Editorial written by The Philadelphia Inquirer Editorial Board.
It used to be common to see Let’s Make a Deal contestants leave the TV game show smiling after winning $100 for every coin they could pull out of their purse or pocket. But as America moves ever closer to becoming a cashless society, it’s just as likely to see contestants who couldn’t scrape up a dime.
About 41% of Americans no longer use cash to make most of their weekly purchases, according to a Pew Research Center survey. That’s a huge jump from the 24% who said they rarely used cash in 2015. Conversely, only 14% of Americans make almost all their purchases with cash, compared with 24% in 2015.
As one might expect, 71% of adults older than 50 are likely to have some cash on them, compared with 45% of those under 50. Americans with lower incomes are also more reliant on cash. Roughly 30% of people with household incomes below $30,000 a year use cash for almost all of their weekly purchases, compared with 6% among those living in households earning $50,000 or more a year.

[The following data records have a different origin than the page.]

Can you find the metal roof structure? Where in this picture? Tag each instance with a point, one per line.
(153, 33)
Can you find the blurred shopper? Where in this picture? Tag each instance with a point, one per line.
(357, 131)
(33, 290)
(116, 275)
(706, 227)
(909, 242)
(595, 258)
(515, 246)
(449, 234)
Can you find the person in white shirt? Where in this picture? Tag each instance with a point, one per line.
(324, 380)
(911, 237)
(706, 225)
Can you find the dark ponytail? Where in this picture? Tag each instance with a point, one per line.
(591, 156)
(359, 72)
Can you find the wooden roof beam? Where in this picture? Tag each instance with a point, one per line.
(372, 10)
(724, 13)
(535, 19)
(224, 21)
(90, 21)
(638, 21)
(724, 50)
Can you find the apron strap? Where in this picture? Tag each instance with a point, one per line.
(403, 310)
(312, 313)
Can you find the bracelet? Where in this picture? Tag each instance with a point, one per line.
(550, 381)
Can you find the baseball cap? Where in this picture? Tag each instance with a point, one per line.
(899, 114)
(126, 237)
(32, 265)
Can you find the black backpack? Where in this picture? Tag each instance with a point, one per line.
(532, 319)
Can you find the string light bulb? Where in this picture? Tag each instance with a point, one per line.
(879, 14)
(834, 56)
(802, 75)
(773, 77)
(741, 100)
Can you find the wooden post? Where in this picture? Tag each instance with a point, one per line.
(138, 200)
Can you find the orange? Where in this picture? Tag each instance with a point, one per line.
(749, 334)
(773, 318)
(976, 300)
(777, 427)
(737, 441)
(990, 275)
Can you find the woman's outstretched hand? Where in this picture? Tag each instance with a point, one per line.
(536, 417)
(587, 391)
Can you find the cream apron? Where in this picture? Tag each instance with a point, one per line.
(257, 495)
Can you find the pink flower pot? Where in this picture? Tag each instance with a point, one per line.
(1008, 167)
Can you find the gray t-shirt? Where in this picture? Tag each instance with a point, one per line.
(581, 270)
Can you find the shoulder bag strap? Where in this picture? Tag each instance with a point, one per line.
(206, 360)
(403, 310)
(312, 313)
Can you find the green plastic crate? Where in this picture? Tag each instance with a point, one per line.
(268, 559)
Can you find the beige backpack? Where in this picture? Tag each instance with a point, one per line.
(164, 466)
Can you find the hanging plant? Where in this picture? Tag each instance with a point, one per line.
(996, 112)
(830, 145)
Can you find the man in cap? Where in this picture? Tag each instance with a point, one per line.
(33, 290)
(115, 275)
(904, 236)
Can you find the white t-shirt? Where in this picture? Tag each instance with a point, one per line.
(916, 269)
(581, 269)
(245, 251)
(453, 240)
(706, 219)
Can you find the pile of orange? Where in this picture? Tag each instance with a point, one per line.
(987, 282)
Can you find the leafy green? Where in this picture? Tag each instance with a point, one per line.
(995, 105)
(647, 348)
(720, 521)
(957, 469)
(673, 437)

While such statistics suggest where this country is headed, there’s less certainty as to how or when it will get there. Before it phases out bills and coins, the federal government must create a cashless replacement similar to debit and credit cards or digital wallet apps such as Zelle, PayPal, Apple Pay, Venmo, or Cash App.
America’s new digital currency would replace all coins and paper money. But unlike privately held cryptocurrency, which businesses aren’t legally required to accept, a central bank digital currency (CBDC) overseen by the Federal Reserve Board would be legal tender that can be used to make purchases in any store or restaurant.

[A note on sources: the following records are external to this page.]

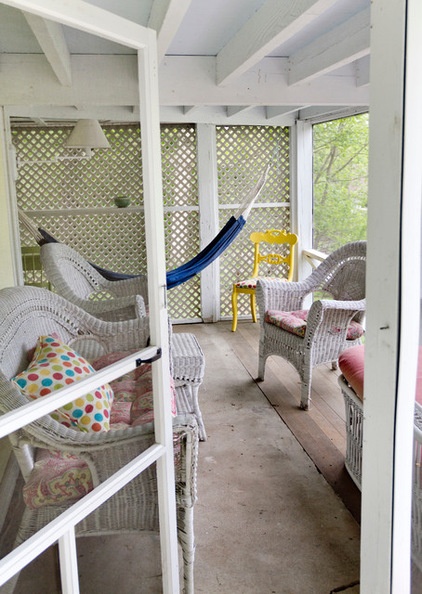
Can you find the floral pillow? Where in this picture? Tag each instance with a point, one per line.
(55, 365)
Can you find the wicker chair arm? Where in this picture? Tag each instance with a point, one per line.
(280, 295)
(128, 287)
(118, 308)
(332, 318)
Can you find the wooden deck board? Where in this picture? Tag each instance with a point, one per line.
(321, 430)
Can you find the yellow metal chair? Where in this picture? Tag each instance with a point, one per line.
(280, 260)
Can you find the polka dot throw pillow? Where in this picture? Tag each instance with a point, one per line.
(56, 365)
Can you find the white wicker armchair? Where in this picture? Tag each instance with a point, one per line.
(25, 314)
(79, 282)
(75, 279)
(326, 331)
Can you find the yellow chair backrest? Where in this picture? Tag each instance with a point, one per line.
(274, 237)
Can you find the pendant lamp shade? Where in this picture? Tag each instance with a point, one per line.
(87, 134)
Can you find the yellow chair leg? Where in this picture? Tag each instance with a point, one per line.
(234, 308)
(253, 307)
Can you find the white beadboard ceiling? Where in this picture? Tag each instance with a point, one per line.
(221, 61)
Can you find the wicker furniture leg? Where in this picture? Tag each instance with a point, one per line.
(188, 371)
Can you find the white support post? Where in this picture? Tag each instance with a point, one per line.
(157, 293)
(301, 198)
(209, 222)
(69, 562)
(393, 291)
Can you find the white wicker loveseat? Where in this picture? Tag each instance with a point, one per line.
(307, 338)
(79, 282)
(26, 313)
(351, 382)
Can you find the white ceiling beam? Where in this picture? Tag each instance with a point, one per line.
(112, 80)
(272, 112)
(233, 110)
(342, 45)
(362, 71)
(52, 42)
(189, 108)
(171, 114)
(165, 18)
(329, 112)
(273, 24)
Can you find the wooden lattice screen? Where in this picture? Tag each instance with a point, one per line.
(242, 154)
(73, 199)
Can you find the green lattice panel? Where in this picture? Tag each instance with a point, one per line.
(237, 261)
(116, 239)
(243, 152)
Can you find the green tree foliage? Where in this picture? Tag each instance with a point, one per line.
(340, 182)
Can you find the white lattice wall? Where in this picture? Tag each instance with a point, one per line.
(73, 200)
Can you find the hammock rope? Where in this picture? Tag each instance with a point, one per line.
(186, 271)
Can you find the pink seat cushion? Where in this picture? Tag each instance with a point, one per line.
(295, 323)
(59, 477)
(351, 363)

The Bahamas rolled out the world’s first central bank digital currency in 2020. China, Japan, and Sweden have begun digital currency trials, and the Bank of England and the European Central Bank are preparing to take that step. But this country has made little progress since President Joe Biden signed an executive order two years ago announcing the government would explore the potential of a CBDC.
A good first step toward a cashless economy would be to stop minting pennies, which most people don’t use anyway. An estimated 240 billion pennies are more likely in a piggy bank or a coffee can instead of being circulated. That has created a vicious cycle in which the U.S. Mints in Philadelphia and Denver keep making pennies that don’t get spent to replace pennies that didn’t get spent. Since it costs three pennies to mint a penny, that’s a losing proposition.
Noting the cost to keep replacing unused pennies, Treasury Secretary William E. Simon 48 years ago asked Congress to stop minting them. More recently, former U.S. Mint director Philip Diehl said the penny should have been retired when vending machines stopped taking them. Coinstar machines still take pennies, nickels, dimes, and quarters, but will charge you a 12.5% service fee to count them.
Canada stopped distributing its penny coin in 2012 and subsequently removed six billion pennies from circulation. Over the next three years, it returned most of those coins to the nation’s mint, which melted them so the metal could be used otherwise. Pennies remain legal tender in Canada and can still be used to make purchases. But once a penny reaches a bank, it is taken out of circulation. That fate may await all currency.
Centuries have passed since money replaced the barter system. The first coins, bronze and copper imitations of cowry shells, were made by the Chinese around 1000 B.C. The first gold and silver coins were made around 700 B.C. in the ancient kingdom of Lydia, now part of Turkey. Minting coins spread to Greece, Persia, Macedonia, and Rome. The United States struck its first coins in 1793 at the Philadelphia Mint and issued its first paper money in 1861.
What comes next requires care. A huge issue to be resolved with digital money is its vulnerability to identity theft as phishing hackers use malware and other means to obtain private information. No data available digitally seems to remain private these days. That means if the Federal Reserve Board ever develops a digital alternative to U.S. currency, it must come up with a better security system than banks are using now.